En 1990, il publie "Vineland", son premier roman en 17 ans (et "L'Arc-en-Ciel de la Gravité"), même si, entre temps, était paru un très bon recueil de nouvelles ("L'Homme qui apprenait lentement"). Long, mais pas son plus épais, "Vineland" est un livre magistral qui, malgré un début un peu étrange (comme pour tout Pynchon, il faut prendre son temps pour bien appréhender son style, souvent loufoque, ce mec a beau être très secret, mais il possède un sens de l'humour totalement givré), se pose là comme étant, avec "V" et "L'Arc-en-Ciel de la gravité", un des trois meilleurs romans de l'auteur.
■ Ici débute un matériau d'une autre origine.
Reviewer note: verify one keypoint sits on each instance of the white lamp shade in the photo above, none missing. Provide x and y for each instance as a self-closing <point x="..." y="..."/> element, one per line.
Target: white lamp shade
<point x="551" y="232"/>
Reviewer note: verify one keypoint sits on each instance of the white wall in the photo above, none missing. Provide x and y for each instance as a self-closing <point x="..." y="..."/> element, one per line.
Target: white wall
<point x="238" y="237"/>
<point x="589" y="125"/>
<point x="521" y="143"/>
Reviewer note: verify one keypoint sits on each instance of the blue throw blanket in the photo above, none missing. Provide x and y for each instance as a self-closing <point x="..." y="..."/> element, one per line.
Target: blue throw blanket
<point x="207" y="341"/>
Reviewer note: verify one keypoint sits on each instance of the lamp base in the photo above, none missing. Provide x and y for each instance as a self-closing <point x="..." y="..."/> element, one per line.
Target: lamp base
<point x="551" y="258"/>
Prairie, en 1984, a 14 ans. Elle vit dans le comté californien de Vineland avec son père, Zoyd Wheeler, un homme assez barré, fumeur de joints et amateur de coups d'éclats annuels assez barges : habillé en femme (malgré sa moustache à la Frank Zappa et un petit embonpoint), il se fracasse à travers des fenêtres, se défenestrant (sans bobos : rez-de-chaussée...) devant caméras, afin de passer à la TV, faire parler de lui, offrir à ce coin paumé un petit quart d'heure américain annuel.
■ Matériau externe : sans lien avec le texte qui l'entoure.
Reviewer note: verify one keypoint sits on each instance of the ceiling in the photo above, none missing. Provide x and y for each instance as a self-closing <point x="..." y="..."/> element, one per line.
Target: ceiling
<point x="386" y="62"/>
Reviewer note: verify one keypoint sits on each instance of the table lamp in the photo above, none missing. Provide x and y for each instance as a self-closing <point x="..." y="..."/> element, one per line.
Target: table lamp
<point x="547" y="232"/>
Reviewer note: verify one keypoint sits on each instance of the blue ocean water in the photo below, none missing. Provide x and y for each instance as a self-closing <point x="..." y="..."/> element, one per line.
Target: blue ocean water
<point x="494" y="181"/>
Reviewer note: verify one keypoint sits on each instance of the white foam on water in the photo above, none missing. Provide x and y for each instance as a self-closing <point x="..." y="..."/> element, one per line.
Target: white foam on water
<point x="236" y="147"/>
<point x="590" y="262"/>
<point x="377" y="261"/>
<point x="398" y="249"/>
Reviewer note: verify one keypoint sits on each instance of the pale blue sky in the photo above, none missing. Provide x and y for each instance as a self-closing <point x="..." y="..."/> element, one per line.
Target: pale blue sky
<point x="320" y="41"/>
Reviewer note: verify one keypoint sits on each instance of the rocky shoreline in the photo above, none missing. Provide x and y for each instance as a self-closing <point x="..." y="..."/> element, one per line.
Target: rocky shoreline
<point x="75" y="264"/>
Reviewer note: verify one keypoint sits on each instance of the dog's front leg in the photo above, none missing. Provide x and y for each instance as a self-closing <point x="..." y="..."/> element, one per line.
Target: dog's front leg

Prairie, quant à elle, ne cesse de se demander où se trouve sa mère, Frenesi, que son père dit être en cavale, recherchée par le FBI pour des activités illégales et révolutionnaires, contre-culturelles, dans sa jeunesse. Prairie va, progressivement, remonter la filière pour tenter d'en savoir plus.
Ce qui permet à Pynchon, avec son style remarquable et un humour frappadingue, de proposer sa vision de l'Amérique des années 60 à 90. Un roman certes long (mais si vous avez lu "Contre-Jour", "Mason & Dixon" ou "L'Arc-en-Ciel de la Gravité" et tenu le coup, ces trois romans étant de purs pavés, alors la lecture de "Vineland" ne devrait pas vous poser de problème), mais franchement immense.
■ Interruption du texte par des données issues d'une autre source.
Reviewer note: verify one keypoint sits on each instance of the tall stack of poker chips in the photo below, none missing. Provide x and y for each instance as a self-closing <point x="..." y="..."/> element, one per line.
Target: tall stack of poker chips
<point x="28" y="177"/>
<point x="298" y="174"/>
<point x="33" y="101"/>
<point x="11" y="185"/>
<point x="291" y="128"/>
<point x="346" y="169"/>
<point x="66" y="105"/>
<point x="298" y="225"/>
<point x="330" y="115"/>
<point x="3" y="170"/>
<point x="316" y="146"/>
Immersion dans les sixties/seventies 10 étoiles

Avec Vineland, Pynchon nous offre une magnifique immersion dans le monde complètement déjanté de la Californie des années soixante au début des années 80, traversés par les mouvements de la contre-culture américaine : hippies, anarchistes, révolutionnaires, socialistes; et par les conservateurs répressionnistes. L'histoire, qu'on peut expliquer comme la recherche de Frenesi - une figure des mouvements révolutionnaires et socialistes, à la tête d'une équipe de cinéma qui se charge de filmer les évènements et les manifestations - par sa jeune fille de 14 ans, Prairie, est en réalité beaucoup plus complexe que cela, et pleine de digressions, de récits dans le récit, de retours en arrière, qui permettent de balayer un espace-temps assez large (de la Californie au Japon, de la révolte de l'université de Berkeley à Reagan...) et de rencontrer des personnages atypiques et caractéristiques des romans de Pynchon : loufoques mais aussi très travaillés, très marqués.
Tout cela est servi par une écriture somptueuse et décomplexée, qui peut passer de façon très subtile de considérations scientifiques ou métaphysiques à des dialogues drolatiques, de descriptions poétiques à des réflexions très crues voire vulgaires. Pynchon signe certainement avec ce livre une des plus grandes épopées romanesques.